Conrad Vondeerbluikt : Là, je vous avoue ne pas bien vous suivre. Pourquoi Beyrem s’empêche-t-il de vivre une relation amoureuse avec Mirza, par exemple ?

Karim Kara Mosli : Beyrem est un cérébral. Sa jouissance, il l’extirpe de son propre corps, de ses pensées. C’est un onaniste, un individualiste. Pour lui, le monde est cent fois plus passionnant dans sa tête, tel qu’il l’imagine, que celui qui l’entoure.

Conrad Vondeerbluikt : Certains passages, par leur violence et leur aspect monstrueux, m’ont fait penser au style de Kafka, comme s’il avait peint un tableau de Francis Bacon, surtout lors des métamorphoses du héros sous l’effet de la foudre…

Karim Kara Mosli : Je vous avoue que je n’aime pas trop ces formules journalistiques : « C’est du Lewis Carroll mâtiné d’un zeste de Balzac », ou encore : « C’est du Philip K. Dick assaisonné à la sauce Proust », comme s’il s’agissait d’une recette de cuisine et qu’il suffisait d’aligner des écrivains aussi différents de tempérament que de style dans la même phrase pour que la mayonnaise prenne.

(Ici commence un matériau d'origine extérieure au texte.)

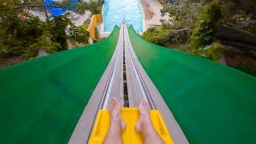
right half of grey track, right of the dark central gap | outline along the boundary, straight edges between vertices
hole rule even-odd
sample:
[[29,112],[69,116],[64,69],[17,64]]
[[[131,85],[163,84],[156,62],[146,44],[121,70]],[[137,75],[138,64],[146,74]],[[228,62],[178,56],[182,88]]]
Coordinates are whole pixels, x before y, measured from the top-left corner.
[[141,63],[138,61],[134,48],[130,42],[130,35],[126,25],[123,25],[125,34],[125,48],[126,48],[126,70],[129,105],[138,106],[142,98],[145,98],[149,103],[151,109],[157,109],[161,112],[162,118],[166,122],[166,126],[174,143],[188,143],[185,134],[176,122],[174,115],[171,113],[166,102],[163,100],[161,94],[158,92],[156,86],[146,74]]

On a beau déployer des efforts surhumains pour se démarquer, pour laisser s’exprimer sa singularité, aussitôt, avant même que vous ayez eu l’occasion de faire vos preuves, on vous noie sous un déluge de noms. On ferait mieux de prêter une oreille attentive à ce que ces auteurs ont à nous dire, avant de les ensevelir sous une masse d’hôtes encombrants, dont ils n’ont par ailleurs jamais cherché la compagnie !

Conrad Vondeerbluikt : Votre roman est aux antipodes de la littérature actuelle, celle surtout en prise avec le monde contemporain. Votre style est classique, élégant, la ligne narrative est claire. Où vous vous situez-vous ? Et en quoi les thèmes que vous abordez concernent-ils le lecteur d’aujourd’hui ?

Karim Kara Mosli : Je ne me situe pas, je me contente d’écrire ce qui me plaît. Je suis un peu comme mon héros qui dit : « La critiquer (l’époque), c’est déjà l’aimer un peu. » Et ni lui ni moi nous ne l’aimions beaucoup, cette époque. À force d’être trop arrimé aux apparences de son époque, on manque de hauteur de vue. Un peu de sérieux, voyons. Il ne suffit pas de reproduire les SMS dans un roman pour prétendre tenir le pouls de son époque. Tant de romans se disent contemporains alors qu’ils sont déjà dépassés et caducs avant même d’être envoyé à l’imprimerie.

Conrad Vondeerbluikt : Comment peut-on interpréter la fin que j’ai trouvé personnellement déprimante, sinistre ? Considérez-vous comme un auteur pessimiste ?

Karim Kara Mosli : Est-ce que le dilemme dans laquelle se débat Beyrem est résolu à la fin ? Je laisse au lecteur le soin d’en juger lui-même.

 

Propos recueillis par Conrad Vondeerbluikt, chroniqueur littéraire pour Courants alternatifs magazine.